Bristol Centre for Complexity Sciences, Department of Computer Science, University of Bristol, Bristol BS8 1UB, UK.
Eur J Neurosci. 2012 Jul;36(2):2229-39. doi: 10.1111/j.1460-9568.2012.08105.x.
A key pathology in the development of Parkinson's disease is the occurrence of persistent beta oscillations, which are correlated with difficulty in movement initiation. We investigated the network model composed of the subthalamic nucleus (STN) and globus pallidus (GP) developed by A. Nevado Holgado et al. [(2010) Journal of Neuroscience, 30, 12340-12352], who identified the conditions under which this circuit could generate beta oscillations. Our work extended their analysis by deriving improved analytic stability conditions for realistic values of the synaptic transmission delay between STN and GP neurons.
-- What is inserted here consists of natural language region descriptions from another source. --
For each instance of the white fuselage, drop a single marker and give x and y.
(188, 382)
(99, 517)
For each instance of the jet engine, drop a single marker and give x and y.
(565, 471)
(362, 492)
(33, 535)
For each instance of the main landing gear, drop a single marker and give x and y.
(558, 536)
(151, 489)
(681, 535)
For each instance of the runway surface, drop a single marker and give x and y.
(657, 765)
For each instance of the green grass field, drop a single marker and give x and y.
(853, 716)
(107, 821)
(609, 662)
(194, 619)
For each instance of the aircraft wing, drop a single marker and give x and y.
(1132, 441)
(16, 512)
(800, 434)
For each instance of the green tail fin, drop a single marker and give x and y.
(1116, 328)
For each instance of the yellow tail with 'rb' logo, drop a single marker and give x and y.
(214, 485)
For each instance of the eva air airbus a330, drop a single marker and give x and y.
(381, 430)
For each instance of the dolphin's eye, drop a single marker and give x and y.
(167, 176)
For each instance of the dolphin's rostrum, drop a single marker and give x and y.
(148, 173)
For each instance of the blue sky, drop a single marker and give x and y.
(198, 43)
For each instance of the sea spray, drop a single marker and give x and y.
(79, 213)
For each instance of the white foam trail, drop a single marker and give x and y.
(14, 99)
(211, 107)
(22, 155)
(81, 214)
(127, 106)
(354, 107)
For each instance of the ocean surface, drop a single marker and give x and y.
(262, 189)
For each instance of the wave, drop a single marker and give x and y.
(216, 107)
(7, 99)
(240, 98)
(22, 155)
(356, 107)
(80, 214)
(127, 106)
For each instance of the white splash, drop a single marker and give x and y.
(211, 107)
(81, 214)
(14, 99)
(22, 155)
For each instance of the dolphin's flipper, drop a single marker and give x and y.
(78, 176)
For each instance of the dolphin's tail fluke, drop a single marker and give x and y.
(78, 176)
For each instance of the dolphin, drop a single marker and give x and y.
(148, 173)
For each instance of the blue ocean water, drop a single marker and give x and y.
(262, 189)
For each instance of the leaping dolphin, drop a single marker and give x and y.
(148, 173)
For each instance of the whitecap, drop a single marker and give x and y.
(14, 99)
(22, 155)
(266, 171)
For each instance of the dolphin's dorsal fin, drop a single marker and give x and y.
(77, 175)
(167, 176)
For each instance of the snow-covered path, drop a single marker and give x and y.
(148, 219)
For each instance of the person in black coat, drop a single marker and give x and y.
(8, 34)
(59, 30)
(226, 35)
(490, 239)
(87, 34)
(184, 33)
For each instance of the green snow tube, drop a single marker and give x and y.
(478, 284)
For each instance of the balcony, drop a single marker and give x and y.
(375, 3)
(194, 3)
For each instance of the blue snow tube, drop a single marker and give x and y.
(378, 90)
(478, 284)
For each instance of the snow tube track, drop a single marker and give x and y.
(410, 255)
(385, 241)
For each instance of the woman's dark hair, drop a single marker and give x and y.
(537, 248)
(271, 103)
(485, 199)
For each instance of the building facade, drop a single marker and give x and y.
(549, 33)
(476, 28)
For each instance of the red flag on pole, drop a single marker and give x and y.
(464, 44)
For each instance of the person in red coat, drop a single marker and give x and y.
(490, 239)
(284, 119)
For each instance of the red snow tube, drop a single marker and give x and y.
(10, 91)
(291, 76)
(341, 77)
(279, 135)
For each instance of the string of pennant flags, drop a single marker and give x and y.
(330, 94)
The improved conditions were significantly closer to the results of simulations for the range of synaptic transmission delays measured experimentally. Furthermore, our analysis explained how changes in cortical and striatal input to the STN-GP network influenced oscillations generated by the circuit. As we have identified when a system of mutually connected populations of excitatory and inhibitory neurons can generate oscillations, our results may also find applications in the study of neural oscillations produced by assemblies of excitatory and inhibitory neurons in other brain regions.
帕金森病发展过程中的一个关键病理学特征是持续β振荡的发生,这与运动起始困难有关。我们研究了由 A. Nevado Holgado 等人开发的由丘脑底核(STN)和苍白球(GP)组成的网络模型[(2010)《神经科学杂志》,30,12340-12352],他们确定了该电路在什么条件下可以产生β振荡。我们的工作通过推导出 STN 和 GP 神经元之间突触传递延迟的实际值的改进分析稳定性条件,扩展了他们的分析。改进后的条件与实验测量的突触传递延迟范围内的模拟结果更接近。此外,我们的分析解释了皮质和纹状体对 STN-GP 网络的输入变化如何影响电路产生的振荡。正如我们已经确定了相互连接的兴奋性和抑制性神经元群体的系统如何产生振荡一样,我们的结果也可能在研究其他脑区由兴奋性和抑制性神经元集合产生的神经振荡方面得到应用。